HM Inspectorate of Prisons
18. HMIP carried out an inspection of Bristol in May and June 2019. Following the
inspection, HM Chief Inspector of Prisons invoked the Urgent Notification process
informing the Secretary of State for Justice that there were numerous significant
concerns about the treatment and conditions of prisoners.
19. Inspectors found that in relation to sentence progression; offender supervisor
contact was reasonably frequent. Some prisoners remained at the establishment for
too long and were unable to progress or address their offending needs. Public
protection arrangements were not sufficiently robust. Not all prisoners had their
resettlement needs addressed on arrival. Despite strenuous efforts to address
accommodation needs, far too many prisoners were released homeless or to
temporary accommodation.
20. HMIP carried out a scrutiny visit to Bristol in September 2020, reporting on
conditions and treatment of prisoners during the COVID-19 pandemic. Inspectors
reported that Bristol was a much-improved prison. The percentage of prisoners
released without settled accommodation had reduced since their last inspection
(when it was 47%) but, at 25% during the pandemic, was still far too high.

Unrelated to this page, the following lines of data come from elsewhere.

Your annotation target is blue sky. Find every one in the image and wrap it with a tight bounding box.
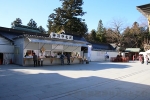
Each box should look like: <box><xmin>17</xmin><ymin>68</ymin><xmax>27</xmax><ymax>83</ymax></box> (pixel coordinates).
<box><xmin>0</xmin><ymin>0</ymin><xmax>150</xmax><ymax>32</ymax></box>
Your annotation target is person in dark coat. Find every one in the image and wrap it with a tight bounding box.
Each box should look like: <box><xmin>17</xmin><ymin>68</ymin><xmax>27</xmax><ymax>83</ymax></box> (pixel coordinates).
<box><xmin>60</xmin><ymin>53</ymin><xmax>65</xmax><ymax>65</ymax></box>
<box><xmin>33</xmin><ymin>53</ymin><xmax>38</xmax><ymax>67</ymax></box>
<box><xmin>67</xmin><ymin>53</ymin><xmax>70</xmax><ymax>65</ymax></box>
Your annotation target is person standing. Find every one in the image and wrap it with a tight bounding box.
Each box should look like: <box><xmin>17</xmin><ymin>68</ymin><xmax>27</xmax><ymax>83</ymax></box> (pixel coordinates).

HM Inspectorate of Probation
21. The most recent inspection of Thames Valley Community Rehabilitation Company
(now part of the National Probation Service) was in January 2020. Inspectors rated
the service as good. Inspectors were impressed with the work of the ‘Through the
Gate Team’, which, following national changes to the specification of this work, was
providing comprehensive support to those being released from prison. Inspectors
said that there remained work to do, to ensure that sentence plans were delivered
in all cases and allow individuals to benefit from the interventions available.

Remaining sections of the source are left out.